# Laquer over wax/oil finish?



## JR545 (Feb 24, 2015)

Need some advice, I'm new to the whole "finishes other than poly" world.
I built a rustic console table for my wife out of reclaimed lumber so I could experiment with different finishes and techniques.
The top conists of segments of different species of pallet and fencing lumber lightly carbonized and skip planed with a tung oil finish. 
The legs(ripped down pine 2x's) and skirt (mystery hard white wood from a pallet) are carbonized and painted with a homemade chalk paint using a latex and calcium carbonate mixture. I scraped and sanded back the paint to simulate wear and added some brown wax to dirty up the white paint.
My question is, can I use spray laquer to seal over the whole project?
If not, what if anything could I use to seal the whole piece?
Please be kind in any criticism on the actual construction…..my feelings bruise easily..lol


----------



## HerbC (Jul 28, 2010)

No on the lacquer over the wax…

You might have some luck with shellac, it's a lot better at adhering to other finishes…

Good Luck!

Herb


----------



## Earlextech (Jan 13, 2011)

Zinsser Seal Coat = dewaxed shellac. It can go under and over anything and anything can go over it!


----------



## JR545 (Feb 24, 2015)

Thanks for the quick relies.
I was looking to grab some Seal Coat as a pre-stain for some of the softer reclaimed woods I use already.
Looking at Zinnsers web site for specs it appears that I *could* Seal Coat the entire piece and then poly over the Seal Coat?


----------



## rhford (Aug 28, 2013)

Yup. Shellac is known as a universal finish that you can put over or under any other finish. Seal Cote (the dewaxed stuff) is a perfect choice.


----------



## mickel12 (Mar 5, 2015)

Mian ayaz

Nice Post


----------



## canadianchips (Mar 12, 2010)

I use minwax "polycrylic".
It will POP the distressed sanding areas.
Try it on a scrap piece. YOU WILL LIKE this product, it leaves a clear finish, no yellowing.
"I never use the wax method under paint to distress my projects" 
Once again you will have to experiment with acrylic over wax ! Use a test piece first. You might try a "PST" wash first to remove the wax.


----------



## OSU55 (Dec 14, 2012)

Strip the brown wax and use glaze or thinned acrylic paint to "antique" the look, then topcoat with about anything. Using dewaxed shellac as a 1st topcoat would help with any other topcoat you want to use. Pretty sure the wax will be a problem even for shellac.


----------



## pintodeluxe (Sep 12, 2010)

While Zinssner Seal Coat is seen as a universal sealer, usually you would remove the wax with mineral spirits first. If the wax is not removed, you could have adhesion problems. Wax is hard enough to remove from smooth, closed grain hardwood. It would be nearly impossible to remove the wax from reclaimed wood. 
Does it have wax on it? If it just has well-cured tung oil you can use any finish of your choice. The title made me think you had waxed it. If it has wax on it, I would just add some colored wax such as Briwax or Howards Walnut wax. For a piece like this, a wax finish would be okay, and the colored wax will age it a bit.


----------



## DrDirt (Feb 26, 2008)

The wax is the problem - the curing oils applied like tung or linseed you will be OK.

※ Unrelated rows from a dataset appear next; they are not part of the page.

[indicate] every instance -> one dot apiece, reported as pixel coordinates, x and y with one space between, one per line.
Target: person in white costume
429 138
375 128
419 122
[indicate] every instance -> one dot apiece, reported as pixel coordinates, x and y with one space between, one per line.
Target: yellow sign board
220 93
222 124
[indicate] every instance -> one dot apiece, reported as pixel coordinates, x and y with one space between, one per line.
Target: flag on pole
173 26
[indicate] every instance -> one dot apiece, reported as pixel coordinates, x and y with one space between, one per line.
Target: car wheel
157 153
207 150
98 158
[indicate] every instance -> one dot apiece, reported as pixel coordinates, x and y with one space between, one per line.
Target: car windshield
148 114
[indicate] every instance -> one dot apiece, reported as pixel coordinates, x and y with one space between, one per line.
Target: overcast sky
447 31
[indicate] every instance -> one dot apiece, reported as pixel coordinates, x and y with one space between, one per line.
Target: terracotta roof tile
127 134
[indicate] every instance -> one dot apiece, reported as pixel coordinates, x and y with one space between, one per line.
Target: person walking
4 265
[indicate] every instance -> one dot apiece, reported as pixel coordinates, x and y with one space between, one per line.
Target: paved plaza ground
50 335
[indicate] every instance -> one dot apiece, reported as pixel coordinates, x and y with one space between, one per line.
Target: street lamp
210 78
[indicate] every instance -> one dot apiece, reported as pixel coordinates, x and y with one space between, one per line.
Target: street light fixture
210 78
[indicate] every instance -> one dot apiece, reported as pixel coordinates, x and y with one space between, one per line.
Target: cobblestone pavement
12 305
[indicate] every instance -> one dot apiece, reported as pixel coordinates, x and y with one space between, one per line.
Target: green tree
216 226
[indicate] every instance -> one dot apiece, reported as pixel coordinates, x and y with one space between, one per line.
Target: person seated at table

If you had some NON-curing oil like mineral oil/butcher block oil, that you wanted to coat, that would be a problem


----------



## JR545 (Feb 24, 2015)

Thanks guys.
The wax was only applied to the painted portions of the table. I'll remove the wax with MS and try the glaze instead to preclude any finishing problems.
I also discovered after reading up on tung oil the the product my wife brought home is a wiping varnish instead of tung oil (Formby's). 
I should have this mess sorted out in the next few days and will update with results.
Thanks for all the suggestions/guidance.


----------